Dáil debates

Thursday, 21 September 2017

Topical Issue Debate

Hospital Waiting Lists Action Plans

5:55 pm

Photo of Simon HarrisSimon Harris (Wicklow, Fine Gael) | Oireachtas source

I thank the Deputy for raising this serious matter and for giving me an opportunity to update the House on the position. I assure colleagues that improving scoliosis services is an absolute priority for both me and the Government. I am monitoring closely - indeed, on a weekly basis - the progress being made on addressing waiting lists.

As the Deputy will be aware, the HSE, working with a number of stakeholders, is currently implementing the action plan it developed for 2017 in order to ensure that, where clinically appropriate, no patient who requires surgery will be waiting more than four months for scoliosis surgery by the end of the year. Both the director general of the HSE and the Children's Hospital Group have confirmed that they are committed to ensuring that no child will be waiting over four months by year end - contrary to what I sometimes read in newspapers, they recommitted themselves to that publicly in recent days - and they are focused on maximising all available capacity, both internally and externally, to achieve this.

Additional nurses are now in post in Crumlin and Temple Street. An additional consultant orthopaedic surgeon commenced in Crumlin earlier this month. Up to 15 September, a total of 216 scoliosis surgeries have taken place in Crumlin and Temple Street and the hospitals are committed to delivering their activity target for scoliosis services this year.

The following important fact needs to be acknowledged because there is a great deal happening. These hospitals have already equalled the number of surgeries that were undertaken in the whole of last year, with over three months still remaining this year to undertake further procedures. Crumlin and Temple Street hospitals have appointed liaison officers to support patients and families during the treatment process. In addition, a project manager and co-ordinators have been appointed to ensure the efficient and timely management of this action plan. Since February of this year patients are also being transferred for treatment to the Mater, Cappagh and Stanmore in the UK and up to 15 September, 22 surgeries were completed in these hospitals.

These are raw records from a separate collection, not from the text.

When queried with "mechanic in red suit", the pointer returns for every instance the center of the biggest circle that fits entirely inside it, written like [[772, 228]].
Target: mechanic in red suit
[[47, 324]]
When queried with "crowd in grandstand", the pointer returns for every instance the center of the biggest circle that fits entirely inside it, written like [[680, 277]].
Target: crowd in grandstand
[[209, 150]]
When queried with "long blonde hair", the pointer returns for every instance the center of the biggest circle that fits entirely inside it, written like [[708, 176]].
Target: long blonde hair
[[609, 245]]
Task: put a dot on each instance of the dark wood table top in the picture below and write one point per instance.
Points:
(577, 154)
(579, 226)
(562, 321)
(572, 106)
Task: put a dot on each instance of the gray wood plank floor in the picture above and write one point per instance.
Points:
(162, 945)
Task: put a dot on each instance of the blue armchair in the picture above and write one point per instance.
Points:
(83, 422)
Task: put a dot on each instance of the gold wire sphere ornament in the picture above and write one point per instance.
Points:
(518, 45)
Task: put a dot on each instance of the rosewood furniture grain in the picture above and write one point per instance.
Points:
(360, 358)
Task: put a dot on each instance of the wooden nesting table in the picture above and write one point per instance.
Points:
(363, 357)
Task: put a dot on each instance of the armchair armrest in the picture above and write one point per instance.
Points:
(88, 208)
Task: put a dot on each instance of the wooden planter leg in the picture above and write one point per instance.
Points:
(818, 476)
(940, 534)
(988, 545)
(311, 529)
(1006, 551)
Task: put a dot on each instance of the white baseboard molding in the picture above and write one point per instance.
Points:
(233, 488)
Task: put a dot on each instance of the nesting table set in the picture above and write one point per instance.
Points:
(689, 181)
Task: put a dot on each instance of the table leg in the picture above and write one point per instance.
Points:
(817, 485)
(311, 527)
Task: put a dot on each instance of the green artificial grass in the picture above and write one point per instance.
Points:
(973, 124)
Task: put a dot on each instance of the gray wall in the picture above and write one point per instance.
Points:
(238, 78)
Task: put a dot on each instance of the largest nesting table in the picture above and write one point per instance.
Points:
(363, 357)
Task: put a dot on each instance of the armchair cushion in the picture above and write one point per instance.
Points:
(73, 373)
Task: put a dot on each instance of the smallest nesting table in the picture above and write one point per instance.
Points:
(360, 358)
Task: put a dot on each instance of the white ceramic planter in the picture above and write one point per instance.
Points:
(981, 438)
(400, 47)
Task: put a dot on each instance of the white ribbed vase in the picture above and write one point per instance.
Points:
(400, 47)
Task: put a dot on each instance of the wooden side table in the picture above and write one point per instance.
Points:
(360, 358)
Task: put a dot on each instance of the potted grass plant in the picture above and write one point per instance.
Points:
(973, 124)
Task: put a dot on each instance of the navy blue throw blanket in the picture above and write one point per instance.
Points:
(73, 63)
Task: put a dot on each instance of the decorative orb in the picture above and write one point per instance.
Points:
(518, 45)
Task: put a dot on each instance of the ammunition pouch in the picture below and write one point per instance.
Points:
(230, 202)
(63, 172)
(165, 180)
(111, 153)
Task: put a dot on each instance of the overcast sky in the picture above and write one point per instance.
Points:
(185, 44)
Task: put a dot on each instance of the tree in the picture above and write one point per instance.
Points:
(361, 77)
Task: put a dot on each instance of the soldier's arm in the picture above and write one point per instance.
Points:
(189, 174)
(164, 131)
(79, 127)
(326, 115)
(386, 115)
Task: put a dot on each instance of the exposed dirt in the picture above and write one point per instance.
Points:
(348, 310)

The HSE, as the Deputy correctly says, has also completed an international tender for paediatric spinal fusion procedures and three hospitals have been successful in their applications. To assure the Deputy, two of those hospitals, the one in Germany and one of those in the UK, have already signed their contracts and begun reviewing patient files with a view to commencing treatment in October - there will not be a wait of three months. They are telling us, as per their tenders and the contracts signed, that next month they will start treating patients whose families take up the offer of having procedures carried out in overseas hospitals.

The HSE is also developing a forecasting model to predict, on both a weekly and a monthly basis, the numbers of patients expected to have surgery by year end. This will assist the HSE and my Department in continuing to monitor the progress made in achieving the target.

To improve scoliosis services in the long term - I agree with the Deputy that sending children abroad for treatment is not what we want to do and that we need to do when we meet the four-month target in terms of a sustainable service in this country - the Children's Hospital Group established a co-design group, which includes scoliosis advocacy groups, to design a comprehensive contemporary and patient-centred approach to the delivery of scoliosis services. This has provided an important and useful forum for discussing and working through issues of concern.

I am pleased to say that the overall number of patients awaiting scoliosis procedures has been reducing throughout the year and fell from 312 in February to 252 as of 15 September. Progress is continuing in order to deliver on the HSE's four-month target by the end of 2017 in a planned, safe and sustainable way.

Criticism of the HSE is often rife in this House and is often deserved. In this instance, however, I assure the Deputy that everything that can be done by a range of staff - in the individual hospital, at Children's Hospital Group level and right up to the director general - is being done. Progress is being made. The target of reducing the waiting time to four months is ambitious and would bring us in line with the position in the NHS. The HSE has recommitted to the target. I will come back to the Deputy on the specific cohort of 68 patients she mentioned.

I am assured by the HSE that it is going to move might and mane to achieve this target by the end of the year. That is its public commitment and we expect the executive to get on and deliver it.